May 23, 2026
Space nerds lose it over tiny holes
Reverse engineering circuitry in a Spacelab computer from 1980
Inside the 1980 space computer that has commenters obsessing over every tiny hole
TLDR: A reverse engineer cracked open part of a 1980 Spacelab computer, revealing how a space lab was run before modern all-in-one chips existed. In the comments, readers were less busy arguing than marveling at the weird board design and the sheer patience needed to decode such old hardware.
A vintage space machine has the internet doing what it does best: turning deep nerd curiosity into a full-on comment-section event. The article dives into Spacelab, the reusable science lab flown in the Space Shuttle, and the French-built computer that helped run it in the 1980s. The big shocker for non-hardware readers? This wasn’t a sleek modern chip-powered box. It was a chunky, board-filled brain built from many small parts, and one determined reverse engineer is now unpacking how one piece of its calculating core worked.

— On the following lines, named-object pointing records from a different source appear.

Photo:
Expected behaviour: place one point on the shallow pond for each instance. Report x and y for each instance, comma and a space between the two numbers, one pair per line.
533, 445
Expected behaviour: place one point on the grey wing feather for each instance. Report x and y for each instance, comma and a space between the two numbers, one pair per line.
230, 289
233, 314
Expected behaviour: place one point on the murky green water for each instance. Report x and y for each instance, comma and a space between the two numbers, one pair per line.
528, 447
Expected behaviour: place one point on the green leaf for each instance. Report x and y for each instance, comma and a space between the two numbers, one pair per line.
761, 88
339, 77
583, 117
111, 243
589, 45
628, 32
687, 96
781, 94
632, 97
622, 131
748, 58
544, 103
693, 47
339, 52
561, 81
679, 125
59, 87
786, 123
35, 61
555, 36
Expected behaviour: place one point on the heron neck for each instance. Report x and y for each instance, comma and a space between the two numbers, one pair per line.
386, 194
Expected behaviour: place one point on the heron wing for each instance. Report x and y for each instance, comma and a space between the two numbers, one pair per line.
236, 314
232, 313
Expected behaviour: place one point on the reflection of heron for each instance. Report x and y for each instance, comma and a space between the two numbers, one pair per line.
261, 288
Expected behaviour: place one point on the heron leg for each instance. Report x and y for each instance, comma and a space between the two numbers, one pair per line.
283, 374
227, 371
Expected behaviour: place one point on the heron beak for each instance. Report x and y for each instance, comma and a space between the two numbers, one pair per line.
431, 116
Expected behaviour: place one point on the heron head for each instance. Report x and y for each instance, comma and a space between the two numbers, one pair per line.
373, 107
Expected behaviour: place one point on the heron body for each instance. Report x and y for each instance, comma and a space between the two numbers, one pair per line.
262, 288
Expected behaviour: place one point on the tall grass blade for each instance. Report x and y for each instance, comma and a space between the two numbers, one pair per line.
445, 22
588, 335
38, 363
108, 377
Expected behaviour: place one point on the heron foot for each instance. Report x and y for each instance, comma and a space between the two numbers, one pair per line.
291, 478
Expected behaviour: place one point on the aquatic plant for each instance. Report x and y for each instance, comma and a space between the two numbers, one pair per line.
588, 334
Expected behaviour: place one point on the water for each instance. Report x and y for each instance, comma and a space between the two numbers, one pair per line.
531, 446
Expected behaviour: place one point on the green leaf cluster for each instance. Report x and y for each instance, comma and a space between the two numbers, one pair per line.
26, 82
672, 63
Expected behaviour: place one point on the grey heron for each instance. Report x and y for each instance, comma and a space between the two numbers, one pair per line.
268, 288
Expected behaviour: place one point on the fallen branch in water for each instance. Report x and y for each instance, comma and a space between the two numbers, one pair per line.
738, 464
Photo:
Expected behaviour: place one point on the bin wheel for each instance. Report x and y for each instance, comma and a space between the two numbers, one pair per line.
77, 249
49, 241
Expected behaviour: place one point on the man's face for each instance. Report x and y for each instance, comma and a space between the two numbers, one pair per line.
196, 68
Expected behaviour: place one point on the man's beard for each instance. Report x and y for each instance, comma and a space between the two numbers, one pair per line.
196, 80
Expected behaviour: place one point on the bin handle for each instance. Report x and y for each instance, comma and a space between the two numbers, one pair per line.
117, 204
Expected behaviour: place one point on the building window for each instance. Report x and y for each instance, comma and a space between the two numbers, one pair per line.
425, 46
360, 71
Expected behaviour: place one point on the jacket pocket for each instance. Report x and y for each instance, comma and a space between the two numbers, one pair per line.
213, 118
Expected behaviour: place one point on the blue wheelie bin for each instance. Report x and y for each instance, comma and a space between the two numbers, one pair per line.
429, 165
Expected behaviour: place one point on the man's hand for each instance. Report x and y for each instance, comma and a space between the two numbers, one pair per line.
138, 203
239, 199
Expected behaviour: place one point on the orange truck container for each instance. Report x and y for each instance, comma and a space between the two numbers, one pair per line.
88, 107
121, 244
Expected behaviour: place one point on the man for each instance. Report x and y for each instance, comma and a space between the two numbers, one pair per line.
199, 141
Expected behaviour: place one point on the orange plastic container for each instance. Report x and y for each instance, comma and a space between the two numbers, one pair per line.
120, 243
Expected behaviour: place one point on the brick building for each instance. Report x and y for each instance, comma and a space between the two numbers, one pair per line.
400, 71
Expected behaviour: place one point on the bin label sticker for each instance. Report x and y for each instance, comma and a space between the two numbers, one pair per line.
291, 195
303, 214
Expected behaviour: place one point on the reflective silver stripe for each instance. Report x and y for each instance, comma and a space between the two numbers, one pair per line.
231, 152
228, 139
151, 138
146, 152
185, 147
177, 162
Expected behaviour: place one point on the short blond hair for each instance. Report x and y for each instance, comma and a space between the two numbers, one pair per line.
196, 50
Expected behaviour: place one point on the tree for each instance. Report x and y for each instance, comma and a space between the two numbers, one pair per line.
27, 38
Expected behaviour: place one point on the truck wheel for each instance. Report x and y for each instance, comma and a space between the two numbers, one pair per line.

But the real show is the community reaction. The author casually pops into the thread with a “Author here if anyone has questions...” and instantly sets the tone: class is in session, and the nerds are seated. One commenter zeroes in on the board itself, practically spiraling over its strange grid of tiny holes and asking whether they were for easy rewiring, hidden traces, or some old-school design trick. That curiosity became the strongest vibe in the room: less “wow, space history” and more “wait, how on earth did they physically build this thing?”
There’s also a layer of admiration bordering on disbelief. People are basically saying they’d never have the patience to reverse-engineer something this dense, which turns the whole article into a mini-drama about obsession, endurance, and retro-tech wizardry. The jokes aren’t loud meme chaos here; they’re more affectionate geek humor—half awe, half “I can’t believe someone willingly stared at this board long enough to map it.” In other words: old space hardware dropped, and the comments immediately made it a fandom moment.
Key Points
- •The article reverse-engineers a processor board from the Spacelab computer's arithmetic/logic unit in the Mitra 125 MS minicomputer.
- •Spacelab used the Mitra 125 MS, a militarized version of the French Mitra 125 minicomputer family originally developed by CII and produced in this variant by CIMSA.
- •A typical Spacelab mission carried three computers: a Subsystem Computer, an Experiment Computer, and a Backup Computer as part of the Command and Data Management Subsystem.
- •The computers were normally installed beneath the Work Bench Rack in the Spacelab laboratory and operated through the Data Display System; on some missions they were instead mounted in an igloo module.
- •The computer used board-level 16-bit processor logic built from military-grade 5400-series TTL chips rather than a single microprocessor, with the 74181 ALU chip identified as one of its most complex components.